I think @Micah Morrison joined the BrodoBumpers.


----------



## PizzaCuber (Apr 11, 2020)

He’s against his brother!?!?!?

sibling rivalry has started


----------



## ProStar (Apr 11, 2020)

PetrusQuber said:


> Ahemm...



Hm, didn't get that notif for some reason



PetrusQuber said:


> Welcome, first post in the Cubing Help & Questions sub-forum, which also incidentally happened to not actually be a question. But I’m also kind of disappointed because all it says now is Moved, delete. Did somebody say it should be moved to the ‘faces behind the id’ thread?
> 
> Bump @ProStar



Intrest: 10 (I'm actually interested now in what that post originally was. Part of "interest" is picking a good thread to bump)
Humor: 4 (Nothing funny)
Length since last bump: 2 (2 hours since last bump)

16 points!


----------



## brododragon (Apr 11, 2020)

WarriorCatCuber said:


> WARRIORBUMPERS ARE BETTER!!!!!!!!!!!!!


This is like America's political system. There's a bunch of parties, but people only care about two.


----------



## PizzaCuber (Apr 11, 2020)

ProStar said:


> Hm, didn't get that notif for some reason
> 
> 
> 
> ...


Did you see mine? In the cube photo thread


----------



## brododragon (Apr 11, 2020)

I think @Cubinwitdapizza and @Etotheipi missed the memo.


----------



## ProStar (Apr 11, 2020)

PizzaCuber said:


> Did you see mine? In the cube photo thread



Yup just got notif for it



PizzaCuber said:


> Bro, this is awesome! You need a whole lot more attention!
> 
> @ProStar bump



Intrest: 2 (I hate "cubeography". Part of the trouble is figuring out what I think is interesting and what I think is trash)
Humor: 4 (Nothing funny)
Length since last bump: 10

16 points!


----------



## PetrusQuber (Apr 11, 2020)

brododragon said:


> I think @Cubinwitdapizza and @Etotheipi missed the memo.

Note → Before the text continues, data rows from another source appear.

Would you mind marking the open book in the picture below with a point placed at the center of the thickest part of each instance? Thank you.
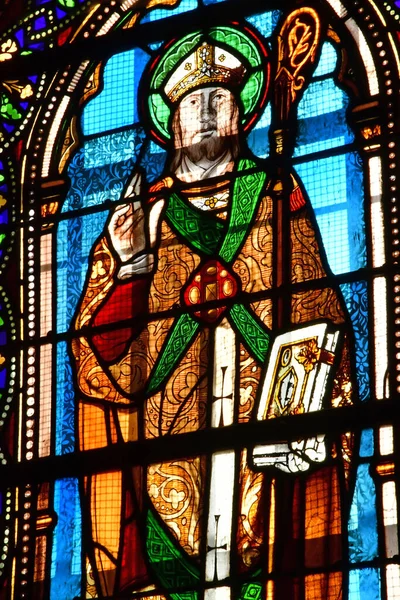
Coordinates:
(295, 381)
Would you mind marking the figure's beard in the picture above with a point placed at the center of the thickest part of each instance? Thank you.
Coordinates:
(210, 148)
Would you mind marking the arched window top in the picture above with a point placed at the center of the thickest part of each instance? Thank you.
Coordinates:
(198, 312)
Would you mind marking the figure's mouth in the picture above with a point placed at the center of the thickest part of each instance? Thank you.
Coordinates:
(206, 133)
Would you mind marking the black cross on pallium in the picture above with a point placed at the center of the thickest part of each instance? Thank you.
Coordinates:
(222, 397)
(216, 547)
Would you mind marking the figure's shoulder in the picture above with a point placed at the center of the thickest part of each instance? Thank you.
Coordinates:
(158, 187)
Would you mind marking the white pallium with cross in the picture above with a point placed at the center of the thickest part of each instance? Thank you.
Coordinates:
(220, 504)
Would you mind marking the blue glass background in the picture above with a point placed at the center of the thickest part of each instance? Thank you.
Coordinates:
(100, 170)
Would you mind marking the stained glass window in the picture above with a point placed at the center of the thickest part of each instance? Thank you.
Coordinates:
(199, 315)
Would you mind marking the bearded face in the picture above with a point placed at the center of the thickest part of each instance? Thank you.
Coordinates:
(205, 125)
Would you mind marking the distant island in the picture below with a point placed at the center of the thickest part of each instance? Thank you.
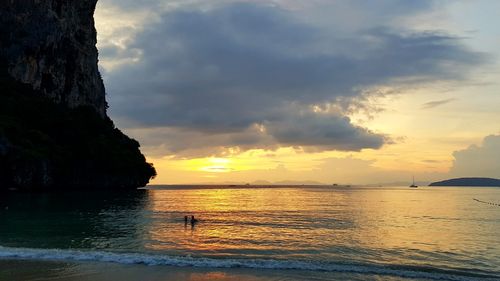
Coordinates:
(468, 182)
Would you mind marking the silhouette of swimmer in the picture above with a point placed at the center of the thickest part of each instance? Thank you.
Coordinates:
(193, 220)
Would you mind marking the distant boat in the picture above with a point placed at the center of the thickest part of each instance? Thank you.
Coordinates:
(413, 185)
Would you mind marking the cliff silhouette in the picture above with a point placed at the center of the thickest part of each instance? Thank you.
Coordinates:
(468, 182)
(54, 130)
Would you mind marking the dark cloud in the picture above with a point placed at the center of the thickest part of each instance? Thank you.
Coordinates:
(478, 161)
(220, 72)
(437, 103)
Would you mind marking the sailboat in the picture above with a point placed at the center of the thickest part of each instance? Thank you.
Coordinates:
(413, 185)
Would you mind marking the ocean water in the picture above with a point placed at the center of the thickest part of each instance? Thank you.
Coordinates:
(286, 233)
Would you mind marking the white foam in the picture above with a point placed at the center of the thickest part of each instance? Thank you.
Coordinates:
(186, 261)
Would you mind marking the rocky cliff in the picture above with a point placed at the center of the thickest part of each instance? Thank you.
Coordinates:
(54, 131)
(50, 45)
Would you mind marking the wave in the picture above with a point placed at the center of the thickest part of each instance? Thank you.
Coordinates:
(188, 261)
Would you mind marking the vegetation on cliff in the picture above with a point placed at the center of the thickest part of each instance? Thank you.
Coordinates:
(44, 145)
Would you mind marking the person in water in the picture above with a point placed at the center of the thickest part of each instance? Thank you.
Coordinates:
(193, 220)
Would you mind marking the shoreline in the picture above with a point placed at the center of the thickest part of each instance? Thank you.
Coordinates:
(27, 270)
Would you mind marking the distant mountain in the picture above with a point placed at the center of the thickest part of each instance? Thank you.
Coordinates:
(306, 182)
(468, 182)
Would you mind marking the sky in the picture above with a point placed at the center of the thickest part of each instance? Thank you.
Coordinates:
(347, 92)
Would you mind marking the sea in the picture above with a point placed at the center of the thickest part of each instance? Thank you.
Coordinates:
(252, 233)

There are four members, yet only 2 people have voted to think they’ll win... Unless, 2 have betrayed the others... ~evil cackle insertion~


----------



## ProStar (Apr 11, 2020)

PetrusQuber said:


> There are four members, yet only 2 people have voted to think they’ll win... Unless, 2 have betrayed the others... ~evil cackle insertion~



I think someone else voted for pizzabumpers, so maybe 3 turned and one is just keeping their cover by occasionally bumping.

Also pizzabumpers is behind by over 70 points right now


----------



## ProStar (Apr 11, 2020)

@Micah Morrison has officially joined the BrodoBumpers!


----------



## PetrusQuber (Apr 11, 2020)

ProStar said:


> @Micah Morrison has officially joined the BrodoBumpers!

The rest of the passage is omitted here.